Aus der Not zur Kunst gefunden

Niki de Saint Phalle schuf ihre Werke nicht aus Freude, sondern aus Zorn auf die Männerwelt.

Die «Nanas», pummelige, meist überdimensionierte Frauenskulpturen in unmöglichen Stellungen, waren ihr Markenzeichen: Niki de Saint Phalle im Mai 1985 an einer Ausstellung in der Galerie Littmann. (Bild: Kurt Wyss)

Niki de Saint Phalle schuf ihre Werke nicht aus Freude, sondern aus Zorn auf die Männerwelt.

Auf den ersten Blick mögen die pummeligen «Nanas», die so gar nicht dem gängigen Schönheitsideal entsprechen, in ihren bunten Kostümen zwar etwas tollpatschig, zumindest aber lebensfroh und irgendwie rührend wirken. Doch der Schein trügt: Für ihre Schöpferin, die 1930 in einem Pariser Vorort geborene Niki de Saint Phalle, waren die seltsamen Puppen mit ihren kleinen, ausdruckslosen Köpfen Teil eines flammenden Protests gegen eine von patriarchalischen Strukturen beherrschte Welt.

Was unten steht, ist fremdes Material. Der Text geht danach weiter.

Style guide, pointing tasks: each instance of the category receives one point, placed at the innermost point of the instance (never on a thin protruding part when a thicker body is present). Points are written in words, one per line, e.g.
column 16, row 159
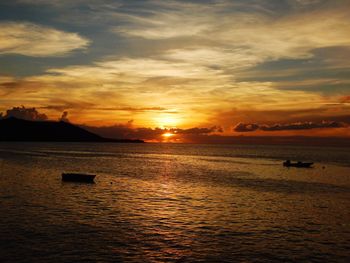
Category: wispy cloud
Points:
column 38, row 41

Ihre Kindheit zwischen kleinlichem Grossbürgergehabe im Elternhaus und freudloser Erziehung in einer New Yorker Klosterschule empfand Niki als reine Hölle. Die traumatischen Erlebnisse führten die rebellische junge Frau im Rahmen einer Therapie zur Kunst. Sie wurde Künstlerin, «weil es», wie sie sagte, «für mich keine Alternative gab».

Ihre Beziehung sprengte alle bürgerlichen Normen und hielt dennoch, bis dass der Tod sie schied.

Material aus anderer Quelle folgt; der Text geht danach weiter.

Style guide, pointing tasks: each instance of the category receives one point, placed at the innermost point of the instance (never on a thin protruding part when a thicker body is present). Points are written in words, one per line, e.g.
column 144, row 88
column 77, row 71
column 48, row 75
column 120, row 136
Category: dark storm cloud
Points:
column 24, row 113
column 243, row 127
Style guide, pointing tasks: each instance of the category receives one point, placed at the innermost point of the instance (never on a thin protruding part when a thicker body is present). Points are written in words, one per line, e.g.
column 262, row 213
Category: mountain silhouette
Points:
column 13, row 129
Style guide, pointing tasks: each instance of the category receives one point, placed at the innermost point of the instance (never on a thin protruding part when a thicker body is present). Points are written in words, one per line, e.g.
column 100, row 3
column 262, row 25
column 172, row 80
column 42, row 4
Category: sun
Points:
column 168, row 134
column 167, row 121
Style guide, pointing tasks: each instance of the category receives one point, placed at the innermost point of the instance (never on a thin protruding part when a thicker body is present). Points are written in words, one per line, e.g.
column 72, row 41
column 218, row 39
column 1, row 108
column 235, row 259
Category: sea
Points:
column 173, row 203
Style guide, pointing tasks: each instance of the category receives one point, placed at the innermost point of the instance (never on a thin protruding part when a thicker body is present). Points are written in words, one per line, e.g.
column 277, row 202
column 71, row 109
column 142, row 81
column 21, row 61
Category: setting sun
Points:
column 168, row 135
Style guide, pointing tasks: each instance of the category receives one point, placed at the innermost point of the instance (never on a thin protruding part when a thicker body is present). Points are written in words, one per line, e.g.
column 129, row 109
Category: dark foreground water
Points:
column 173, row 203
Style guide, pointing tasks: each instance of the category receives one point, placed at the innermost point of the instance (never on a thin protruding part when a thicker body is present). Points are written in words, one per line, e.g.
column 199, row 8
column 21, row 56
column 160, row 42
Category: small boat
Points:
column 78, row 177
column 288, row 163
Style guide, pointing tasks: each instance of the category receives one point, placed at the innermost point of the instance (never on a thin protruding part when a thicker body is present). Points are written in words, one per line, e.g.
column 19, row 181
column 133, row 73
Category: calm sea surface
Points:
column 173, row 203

Nachdem sie eine Zeit lang erfolgreich als Fotomodell gearbeitet hatte, entstanden 1950 ihre ersten Bilder. Im gleichen Jahr heiratete sie den Schriftsteller Harry Mathews, mit dem Niki zwei Kinder hatte. Die junge Familie zügelte nach Paris, wo die vielseitig begabte Künstlerin sich endlich nach eigenem Willen frei entfalten konnte. Sie nahm Schauspielunterricht, schrieb fürs Theater, entwarf Schmuck und Kostüme, betätigte sich auch als Filme­macherin und schuf sogenannte Schiess­bilder, Gipsreliefs mit eingearbeiteten Farbbeuteln, auf die an den Vernissagen geschossen wurde, damit sich deren Inhalt über die Werke ergiessen konnte. Niki sah sich selbst als «Terroristin der Kunst».

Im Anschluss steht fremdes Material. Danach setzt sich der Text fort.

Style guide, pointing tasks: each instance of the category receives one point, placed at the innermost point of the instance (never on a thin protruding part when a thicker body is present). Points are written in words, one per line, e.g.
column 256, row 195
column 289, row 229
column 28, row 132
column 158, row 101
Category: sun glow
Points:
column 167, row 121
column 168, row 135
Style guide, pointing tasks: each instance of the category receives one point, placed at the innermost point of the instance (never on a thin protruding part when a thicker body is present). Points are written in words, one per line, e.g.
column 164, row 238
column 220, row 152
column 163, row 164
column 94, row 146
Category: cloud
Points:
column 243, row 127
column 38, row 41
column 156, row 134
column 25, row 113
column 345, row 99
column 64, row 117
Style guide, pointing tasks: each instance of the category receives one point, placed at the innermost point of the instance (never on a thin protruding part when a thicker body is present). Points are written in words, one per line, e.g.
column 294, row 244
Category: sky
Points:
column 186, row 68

Auch ihre ersten «Nanas» waren reine Provokation, besonders jene gigantische, 29 Meter lange Megaskulptur «Hon – en Katedral» (Sie – eine Kathedrale), die 1966 im Stockholmer Kunstmuseum Moderna Museet den Zuschauern mit gespreizten Beinen Zugang zu den von Jean Tinguely gestalteten Innenräumen bot – zu einem Liebesnest im Bein, einer Milchbar in der Brust, einer mechanischen Gebärmutter im Bauch. Obszöne Entgleisung nannten es die einen, geniale Symbolik die andern.

Niki & Jeannot

Beides kümmerte weder Niki de Saint Phalle noch Jeannot Tinguely, die sich 1955 in Paris kennen, kongenial bereichern, streiten und lieben gelernt hatten, bis sie 1971 dann auch noch «ganz normal» heirateten. Es war eine Beziehung, die alle bürgerlichen Normen sprengte und dennoch hielt, bis dass der Tod sie schied. Er starb 1991 in Bern, sie elf Jahre später in San Diego.

Im Giardino dei Tarocchi, einem ab 1979 von Niki de Saint Phalle und Jean Tinguely gemeinsam realisierten Fantasiegarten in der toskanischen Hügellandschaft bei Capalbio (Provinz Grosseto), bleiben ihr Wesen und Genie der Nachwelt beeindruckend erhalten.